There’s a strong and justified movement to encourage more diversity in our society. The perception of a white dominated mainstream media is giving way to one that’s more equitable to those of different backgrounds. The fetish scene is not exempt from this movement, and it’s pleasing to see a wider range of people being represented.
However . . .
Some months ago, I was challenged about the “lack of diversity” in my fetish work. There are no males (other than a few selfies) and my female models are of “a certain type”. This, my challenger decided, was a shame and they would no longer enjoy my photography because of it. What the “certain type” was, or why I should care, was not explained.
It raised an interesting question in my mind. As a fetishist who has a small amount of influence, should I be concerned about diversity in my work?
The practicalities of being a fetish photographer
The budget for my hobby is rather meagre, and you may be aware I haven’t shot for over a year (another year may pass before I shoot again). Should I have some money set aside specifically to do more diverse shoots, even if that would involve subjects I’ve no interest in? Is it reasonable to expect the legions of other amateurs and hobbyists out there to do the same? We have little time enough to indulge what we enjoy, let alone participate in a social quest. From a financial perspective it doesn’t seem reasonable.
Yet there is some merit to the argument. A “fan” (if I have any left) may see one of my “diverse” images and be inspired to pursue a new fetish. Someone who sees a wide range of models and themes in my work may see that as the norm and seek to emulate the same. It feeds into the perception that kink is as welcoming and diverse as any other part of society. Arguably more so.
Should amateurs be held to the same standards as professional photographers?

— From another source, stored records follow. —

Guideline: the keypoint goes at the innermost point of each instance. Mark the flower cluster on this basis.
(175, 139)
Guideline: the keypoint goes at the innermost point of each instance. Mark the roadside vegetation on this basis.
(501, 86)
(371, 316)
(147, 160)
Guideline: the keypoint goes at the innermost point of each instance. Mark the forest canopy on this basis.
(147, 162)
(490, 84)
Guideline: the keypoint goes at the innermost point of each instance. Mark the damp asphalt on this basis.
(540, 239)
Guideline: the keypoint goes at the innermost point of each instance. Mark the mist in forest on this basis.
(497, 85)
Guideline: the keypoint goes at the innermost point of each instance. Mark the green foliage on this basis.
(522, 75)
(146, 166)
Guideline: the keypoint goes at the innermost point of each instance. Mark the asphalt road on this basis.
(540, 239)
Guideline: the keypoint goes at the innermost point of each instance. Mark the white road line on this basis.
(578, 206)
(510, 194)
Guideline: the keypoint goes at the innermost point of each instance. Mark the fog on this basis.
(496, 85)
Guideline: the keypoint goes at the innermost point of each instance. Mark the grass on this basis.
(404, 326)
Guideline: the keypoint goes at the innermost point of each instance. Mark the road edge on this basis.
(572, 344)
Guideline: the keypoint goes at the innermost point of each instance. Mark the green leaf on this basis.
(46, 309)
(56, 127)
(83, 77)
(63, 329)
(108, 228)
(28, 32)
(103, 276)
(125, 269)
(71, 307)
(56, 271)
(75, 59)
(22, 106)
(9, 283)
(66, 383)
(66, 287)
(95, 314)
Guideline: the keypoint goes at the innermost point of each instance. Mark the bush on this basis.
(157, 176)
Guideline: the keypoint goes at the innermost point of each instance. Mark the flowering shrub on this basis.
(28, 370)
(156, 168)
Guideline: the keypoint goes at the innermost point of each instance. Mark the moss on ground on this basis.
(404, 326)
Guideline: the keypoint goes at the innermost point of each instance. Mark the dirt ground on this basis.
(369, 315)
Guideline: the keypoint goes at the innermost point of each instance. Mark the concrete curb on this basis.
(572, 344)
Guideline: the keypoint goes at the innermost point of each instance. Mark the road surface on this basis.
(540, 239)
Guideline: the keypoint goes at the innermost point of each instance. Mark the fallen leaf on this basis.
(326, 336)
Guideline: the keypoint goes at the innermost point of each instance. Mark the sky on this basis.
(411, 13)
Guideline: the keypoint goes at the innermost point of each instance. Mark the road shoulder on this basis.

Many photographers in the scene aren’t professionals. We shoot because we enjoy a few hours behind the camera with a person of our choosing creating images we appreciate. These images are shared and either vanish into the ether or become viral hits destined to forever appear in timelines and searches. We shoot what we like because this is our corner of the Internet and we’ll shape it to our liking. Some of us are lucky enough to find cohorts of people who share our kinks and elevate our standing a little.
In many respects the fact we have fetishes may restrict our ability to be “diverse” because that is the nature of a fetish. It’s a sexual fixation on an object – be it a body type, clothing or positions. We’ll tend towards its inherent elements to satisfy our kinks as we shape the scene in front of us. Try and step outside of these boundaries and the thrill of the shoot fades and our commitment with it. Instead of creating an image that’s charged with sexuality and excitement we take a photo. Someone else could do that.
Should I be concerned about diversity in my fetish?
To return to the original question, I think “no” is the simple answer. My work is mine and is made to please me. If others enjoy it that’s great and thank you for that.
Should I be concerned about the wider question of diversity in the fetish scene is perhaps the question we should focus on. My answer is absolutely, and as photographers we may have a duty to find those whose work shows the underrepresented and amplify it. But let them create the art rather than steal their precious moments for the sake of being “more diverse”.